Commit Graph

5 Commits

Author SHA1 Message Date
ee93429317 feat: language stream graph on dashboard
Full-stack feature showing programming languages by commit activity
as a stream graph on the dashboard.

Backend:
- migration: repo_languages table (source, repo, language, bytes, color)
- worker: fetch language breakdowns via GitHub GraphQL (batched,
  20 repos/request) and Gitea REST API during poll cycles
- API: GET /v1/languages/daily (daily commit counts per language),
  GET /v1/languages/repos (all stored repo language data)
- fix timezone bug in daily_counts and language_daily_counts: the
  PostgreSQL server timezone (Europe/Sofia, UTC+3) shifted day
  boundaries, miscounting events near midnight.
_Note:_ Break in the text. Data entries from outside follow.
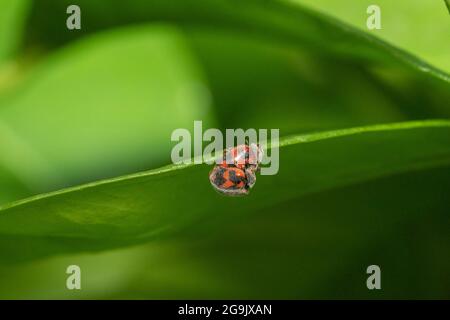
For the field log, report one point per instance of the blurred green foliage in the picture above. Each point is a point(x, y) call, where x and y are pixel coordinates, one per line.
point(78, 106)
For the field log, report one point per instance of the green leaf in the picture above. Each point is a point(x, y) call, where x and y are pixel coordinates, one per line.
point(12, 18)
point(116, 96)
point(142, 206)
point(405, 23)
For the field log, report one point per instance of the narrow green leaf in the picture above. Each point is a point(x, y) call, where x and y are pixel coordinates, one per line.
point(142, 206)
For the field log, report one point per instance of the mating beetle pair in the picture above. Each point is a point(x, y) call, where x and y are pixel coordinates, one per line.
point(236, 175)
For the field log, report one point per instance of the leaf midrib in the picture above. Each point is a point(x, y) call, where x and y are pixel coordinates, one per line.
point(284, 141)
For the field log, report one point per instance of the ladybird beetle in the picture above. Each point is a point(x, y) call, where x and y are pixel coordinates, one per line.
point(243, 156)
point(232, 180)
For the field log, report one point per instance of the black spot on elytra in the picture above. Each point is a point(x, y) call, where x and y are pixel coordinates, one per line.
point(218, 176)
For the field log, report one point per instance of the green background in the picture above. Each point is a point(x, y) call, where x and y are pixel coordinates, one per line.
point(85, 123)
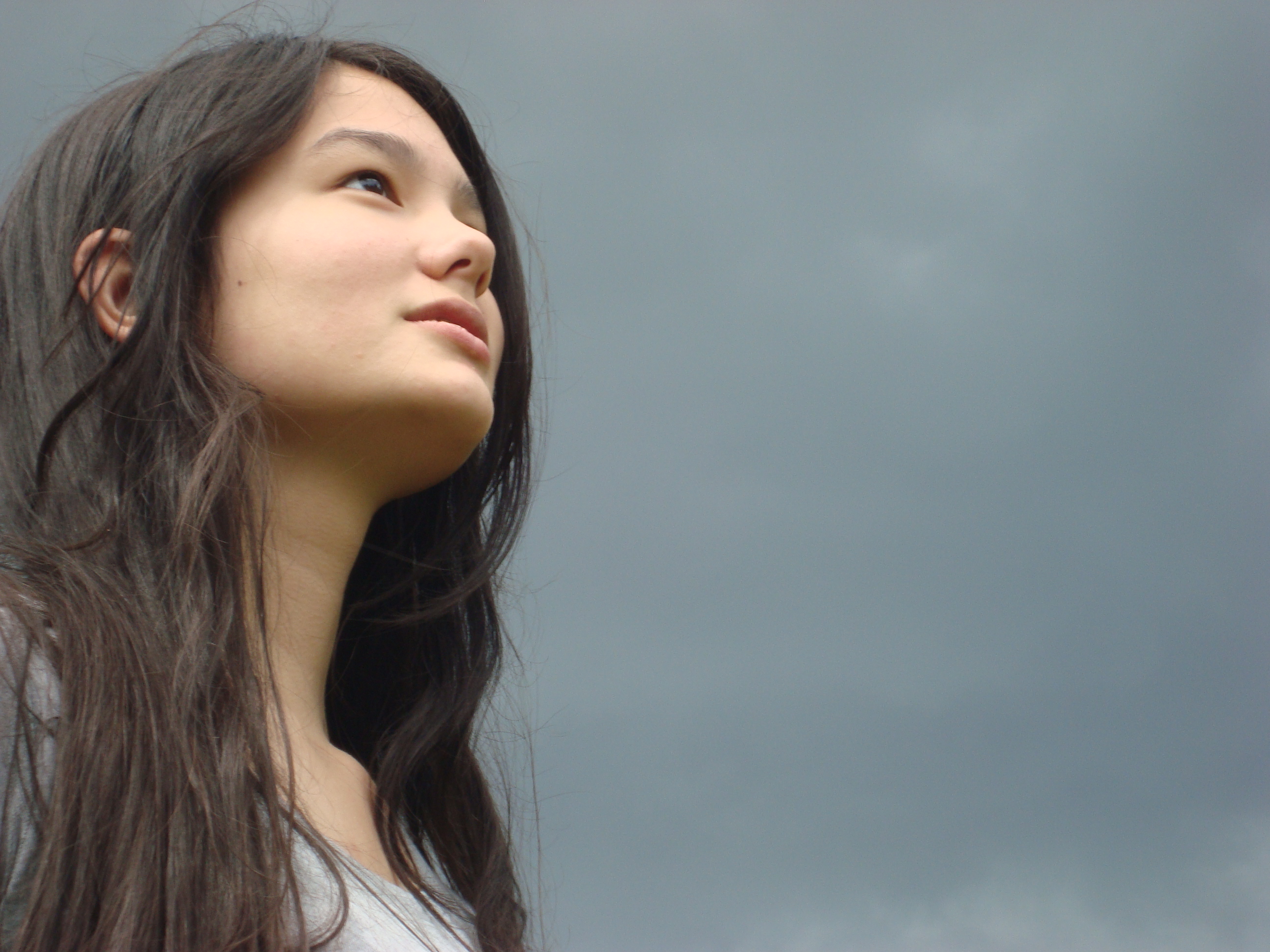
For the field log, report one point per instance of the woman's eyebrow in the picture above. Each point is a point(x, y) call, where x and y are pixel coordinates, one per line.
point(394, 147)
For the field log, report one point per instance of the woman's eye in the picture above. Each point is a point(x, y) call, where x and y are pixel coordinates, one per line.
point(368, 182)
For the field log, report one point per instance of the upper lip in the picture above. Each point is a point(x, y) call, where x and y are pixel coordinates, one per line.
point(454, 310)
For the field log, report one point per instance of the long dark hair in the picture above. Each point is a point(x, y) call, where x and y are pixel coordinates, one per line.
point(131, 508)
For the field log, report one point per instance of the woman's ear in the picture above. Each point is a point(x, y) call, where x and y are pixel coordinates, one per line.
point(106, 280)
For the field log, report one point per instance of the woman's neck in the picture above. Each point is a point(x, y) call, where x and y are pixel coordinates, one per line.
point(318, 520)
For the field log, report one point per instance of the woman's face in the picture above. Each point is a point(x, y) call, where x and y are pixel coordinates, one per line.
point(352, 290)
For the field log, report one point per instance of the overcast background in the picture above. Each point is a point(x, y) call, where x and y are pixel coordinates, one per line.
point(898, 575)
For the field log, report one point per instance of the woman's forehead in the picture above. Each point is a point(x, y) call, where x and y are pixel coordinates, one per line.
point(350, 98)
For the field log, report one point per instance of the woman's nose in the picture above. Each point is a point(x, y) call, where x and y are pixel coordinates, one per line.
point(454, 250)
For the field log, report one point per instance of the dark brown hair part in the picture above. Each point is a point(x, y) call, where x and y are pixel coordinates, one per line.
point(131, 503)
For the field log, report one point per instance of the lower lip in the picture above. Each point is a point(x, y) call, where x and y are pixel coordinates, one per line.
point(466, 339)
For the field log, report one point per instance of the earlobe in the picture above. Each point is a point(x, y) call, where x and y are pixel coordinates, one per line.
point(103, 272)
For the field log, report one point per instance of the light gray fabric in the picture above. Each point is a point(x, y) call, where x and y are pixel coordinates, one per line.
point(381, 916)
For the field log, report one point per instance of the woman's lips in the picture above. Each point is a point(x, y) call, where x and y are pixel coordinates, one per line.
point(459, 320)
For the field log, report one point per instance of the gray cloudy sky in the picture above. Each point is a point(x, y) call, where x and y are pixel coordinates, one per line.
point(898, 575)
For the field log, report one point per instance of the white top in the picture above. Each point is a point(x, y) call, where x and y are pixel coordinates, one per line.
point(383, 917)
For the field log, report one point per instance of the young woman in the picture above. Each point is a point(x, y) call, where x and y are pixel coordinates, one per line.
point(265, 374)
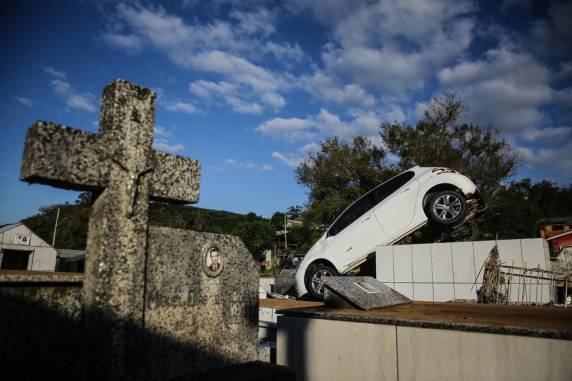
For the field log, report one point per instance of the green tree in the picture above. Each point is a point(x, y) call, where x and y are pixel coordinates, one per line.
point(439, 139)
point(340, 173)
point(256, 233)
point(72, 225)
point(520, 204)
Now uses explicit
  UTC boundaries in generate_series JOINs.
- use per-source CASE for repo name extraction in language query
  to match gitea payload structure (repo.full_name vs repo.name)
- Gitea languages use GitHub colors via COALESCE fallback

Frontend:
- LanguageStreamGraph component: pure SVG stream graph, weekly
  buckets, centered baseline, top 8 languages + Other, GitHub
  canonical language colors, legend with color dots
- DashPage/ProjectPage: fetch repo languages once via new endpoint
  instead of per-repo forge proxy calls (eliminates 200+ GitHub
  API calls and 403 rate limit errors)
- removed fetchLanguages forge proxy wrapper (dead code)

Co-Authored-By: Claude Opus 4.6 (1M context) <noreply@anthropic.com>
2026-05-06 06:27:59 +03:00
c66aaeb268 feat: discover contributed repos via GitHub GraphQL API
The REST /user/repos endpoint only returns repos where the user is
owner, collaborator, or org member. Repos contributed to via PRs
(e.g. polkadot-js/api, zed-industries/zed) were never discovered
and their commits were missing from moments.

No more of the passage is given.